What are Subprime Mortgages

In the fall of 2008, financial institutions previously thought to be “too big to fail” teetered precariously on the edge of bankruptcy. In England, banks quailed as customers rushed to withdraw money from the failed Northern Rock and Lehman Brothers, a stalwart of the investment banking system closed down. The financial world only found some form of stability when global governments stepped in to guarantee the banks. The crisis was precipitated by the trading of a financial instrument called a subprime mortgage. 

A subprime mortgage is a type of mortgage that is offered to borrowers with a higher than average risk of default. To offset this high risk of defaulting on the loan, lenders impose a higher interest on subprime loans. A subprime loan is often defined as the riskiest loan in the market due to the high chances of the borrower not being able to repay the loan.

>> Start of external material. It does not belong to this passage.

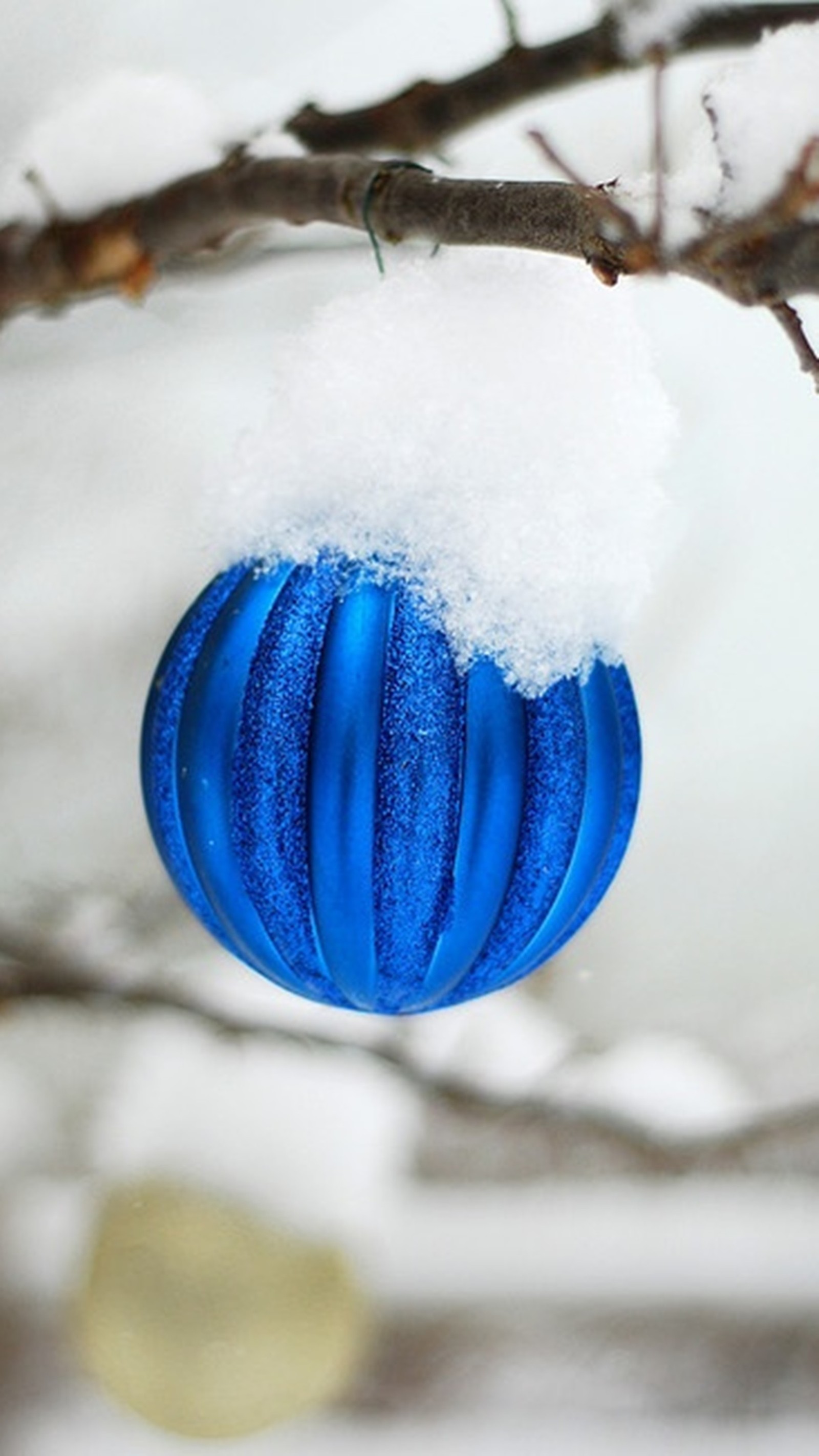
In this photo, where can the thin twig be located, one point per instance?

Subprime mortgages are offered to borrowers who, under normal circumstances would not qualify to receive a loan and would not have access to the credit market. This includes those with low credit ratings. Credit ratings are affected by a plethora of different factors, such as lack of capital holdings, history of late payments, or excessive debt. Although there is no standard definition, in the finance industry, subprime mortgages are characterised as those offered to applicants with a FICO credit rating of below 640.

These types of mortgages are usually guaranteed against the underlying asset. For example, a subprime mortgage issues to purchase real estate would use the property as a guarantee. In the case of default, the lender would then be able to repossess the property in lieu of the debt. 

The problem with subprime mortgages became evident as the property bubble flattened, and then burst. As borrower after borrower was unable to repay, banks had to repossess homes and property – but as these homes and property had lost their value in the real estate market, banks found themselves with bad debts and no hope of regaining the value of the subprime mortgages they had issues. 

Although the financial crisis is often blamed on the lenders of subprime mortgages, there is a legitimate market for these types of mortgages, as long as it is properly regulated and controlled. Subprime mortgages by themselves are not an unnecessary evil, but lenders should be made to follow the correct procedures for issuing them.